Turns out, the whole handshake seems unnecessary:

import requests

data = {'2fcode':'', 'flush': 1, 'login_ref':'https%3A%2F%2Fwww.qrz.com%2F', 'password':YOURPASSWORD, 'target':'%2F','username':YOURUSERNAME}
sess=requests.Session()
sess.get('http://qrz.com/login')
sess.post('http://qrz.com/login', data=data)

querydata={'tquery':'VA6BH', 'mode':'callsign'}
r=sess.post('https://qrz.com/lookup',data=querydata)

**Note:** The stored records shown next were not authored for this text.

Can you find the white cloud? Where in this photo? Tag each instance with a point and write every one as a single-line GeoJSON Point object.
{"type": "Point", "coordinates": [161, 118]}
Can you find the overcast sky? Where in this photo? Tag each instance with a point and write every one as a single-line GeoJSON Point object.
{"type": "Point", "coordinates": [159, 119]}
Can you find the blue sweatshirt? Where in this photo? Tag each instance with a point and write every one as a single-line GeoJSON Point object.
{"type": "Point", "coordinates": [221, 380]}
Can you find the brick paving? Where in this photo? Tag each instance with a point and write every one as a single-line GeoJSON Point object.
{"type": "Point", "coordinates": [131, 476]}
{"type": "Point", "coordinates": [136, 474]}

You can then pass r.content into bs4:

soup = bs4(r.content)
csdata=soup.find_all('td',id='csdata')

You can then parse the resulting table

ihf

@jonb You’ve done it again! Thank you. I ran the script and viewed the result using a webview (just to see it) and I am indeed logged in; however, the search does not appear to be executing. No error message, it is just sitting at the advanced search screen after login. If I repeat the search post, it does the search and I get the desired results. Thank you again..you always make it look easy but I know it would have taken me a long time to get it right.

ihf

After searching for the callsign w2aee, the result set from:

csdata=soup.find_all('td',id='csdata')

gives

[
W2AEE
USA flag USA

COLUMBIA UNIVERSITY AMAT RAD CLUB, W2AEE
144 Washburn Rd
Briarcliff Manor, NY 10510
USA

Email: Use mouse to view..

Page managed by KD2DDT Lookups: 5677

</td>]

What is the best way to parse this for the name and address? HTMLParser, BeautifulSoup, or just string functions? (I tried feeding this as a string to an HTMLParser instance and got no output).